The passivity of Luana is made all the more irritating, because the rest of the film is empty of interesting content, except for underbaked cookie-cutter characters portrayed by actors who seem like they are rehearsing instead of actually performing with cameras rolling, jungle sets that at times make "Gilligan's Island" seem gritty, and plot twists so lame one has to wonder why they even bothered. And then there's the climactic encounter between the heroes and the bad guys--for which Luana once again just stands around and grins stupidly--during which someone falls into a mutant carnivorous plant and is slowly, slo-o-o-o-w-ly devoured. One wonders why he didn't just roll out, or why one of his allies didn't just reach in and pull him out. Heck, this might even have been a moment where Luana could have developed some personality and have stepped in and rescued him. It would have explained why the natives think she's a goddess.

Finally, there's the ending. The heroes leave the jungle waving to Luana who stands alone and watches them go.

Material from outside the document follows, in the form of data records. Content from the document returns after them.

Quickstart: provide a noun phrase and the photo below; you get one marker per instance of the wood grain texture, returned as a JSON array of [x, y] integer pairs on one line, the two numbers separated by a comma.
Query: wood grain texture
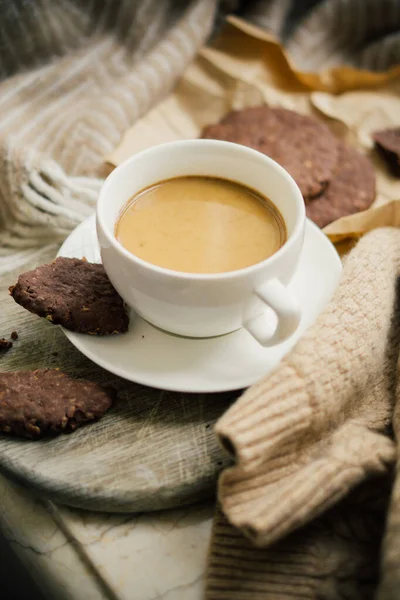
[[153, 450]]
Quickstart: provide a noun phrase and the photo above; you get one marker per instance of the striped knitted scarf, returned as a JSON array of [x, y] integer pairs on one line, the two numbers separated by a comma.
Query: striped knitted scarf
[[75, 74]]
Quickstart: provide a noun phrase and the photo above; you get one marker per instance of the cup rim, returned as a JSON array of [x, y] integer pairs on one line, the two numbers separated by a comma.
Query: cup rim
[[183, 275]]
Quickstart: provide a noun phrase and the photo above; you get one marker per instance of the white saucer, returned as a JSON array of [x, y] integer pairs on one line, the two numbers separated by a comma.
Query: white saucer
[[158, 359]]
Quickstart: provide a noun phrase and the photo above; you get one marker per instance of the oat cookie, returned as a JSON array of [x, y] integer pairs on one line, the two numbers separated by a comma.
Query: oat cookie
[[48, 402], [75, 294], [302, 145], [351, 190]]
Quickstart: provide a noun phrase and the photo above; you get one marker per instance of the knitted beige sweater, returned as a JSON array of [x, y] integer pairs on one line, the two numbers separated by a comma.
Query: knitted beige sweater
[[306, 436]]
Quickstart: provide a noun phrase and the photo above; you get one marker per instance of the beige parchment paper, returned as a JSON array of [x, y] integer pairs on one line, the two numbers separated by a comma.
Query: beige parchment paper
[[245, 66]]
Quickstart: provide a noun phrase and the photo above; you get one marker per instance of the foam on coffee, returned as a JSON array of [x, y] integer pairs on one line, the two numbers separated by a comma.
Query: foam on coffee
[[199, 224]]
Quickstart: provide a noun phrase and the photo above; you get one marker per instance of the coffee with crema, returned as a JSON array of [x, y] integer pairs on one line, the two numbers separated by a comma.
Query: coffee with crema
[[199, 224]]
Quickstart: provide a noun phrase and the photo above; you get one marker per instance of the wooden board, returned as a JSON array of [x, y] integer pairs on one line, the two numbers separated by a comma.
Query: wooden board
[[154, 450]]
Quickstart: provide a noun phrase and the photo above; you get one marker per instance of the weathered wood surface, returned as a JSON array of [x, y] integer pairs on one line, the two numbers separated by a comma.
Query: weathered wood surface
[[153, 450]]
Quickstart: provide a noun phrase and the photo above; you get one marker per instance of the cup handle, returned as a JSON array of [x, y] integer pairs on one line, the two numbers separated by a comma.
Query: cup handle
[[277, 297]]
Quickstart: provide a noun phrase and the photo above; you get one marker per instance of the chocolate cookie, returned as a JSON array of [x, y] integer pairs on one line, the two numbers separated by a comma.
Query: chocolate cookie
[[387, 142], [5, 345], [75, 294], [47, 402], [302, 145], [351, 190]]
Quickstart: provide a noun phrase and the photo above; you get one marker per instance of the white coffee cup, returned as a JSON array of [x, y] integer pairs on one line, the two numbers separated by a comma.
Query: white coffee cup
[[205, 305]]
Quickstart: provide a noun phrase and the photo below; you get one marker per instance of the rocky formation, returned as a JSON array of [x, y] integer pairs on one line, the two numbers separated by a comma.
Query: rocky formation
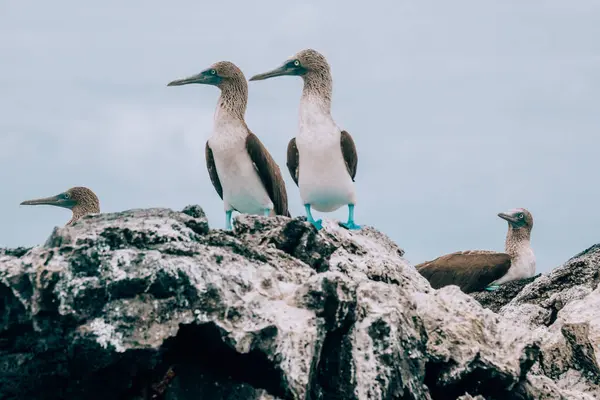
[[151, 304]]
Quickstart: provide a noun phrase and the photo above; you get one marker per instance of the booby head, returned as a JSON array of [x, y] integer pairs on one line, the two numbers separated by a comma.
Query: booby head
[[80, 200], [304, 63], [219, 74], [518, 218]]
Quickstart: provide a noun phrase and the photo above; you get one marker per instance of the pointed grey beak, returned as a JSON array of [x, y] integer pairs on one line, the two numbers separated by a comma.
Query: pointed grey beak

We, the viewers, can't see if she's grinning stupidly or not, but the jungle explorer blathers on about how Luana is happy in the jungle and it's best to leave her there. If she was so happy, why did she seek the explorers out? Why did she keep following them? Why did she stand and watch them leave, perhaps even sadly? Had the Italian/German cinematic geniuses behind this film bothered to read Edgar Rice Burroughs' Tarzan novels (or perhaps even one of the comic book adaptations of "Tarzan" or "The Return of Tarzan", of which several were available by the late 1960s, some even illustrated by the artist for the "Luana" strip, Russ Manning) they would have seen that Tarzan was given a choice between living in the jungle and living in civilization. That's one of the reasons the Tarzan story works. The ending to "Luana" is lame, and it makes characters we are supposed to feel positively toward come across like arrogant and collous assholes. What evidence does George of the Jungle have that Luana is happy in her isolation? And why could he not give her the opportunity to make an informed choice about how she wanted her life to be? The writers and directors manage to end their already bad movie on the most abysmal note possible. (Yes, I know the run-time probably wouldn't have allowed for us to see how things turned out for Luana, but it would have made a far better ended if the main characters had either chosen to stay and educate her, or if she had otherwise gone with them, with viewers having the understanding that she would be coming back to the jungle down the road.)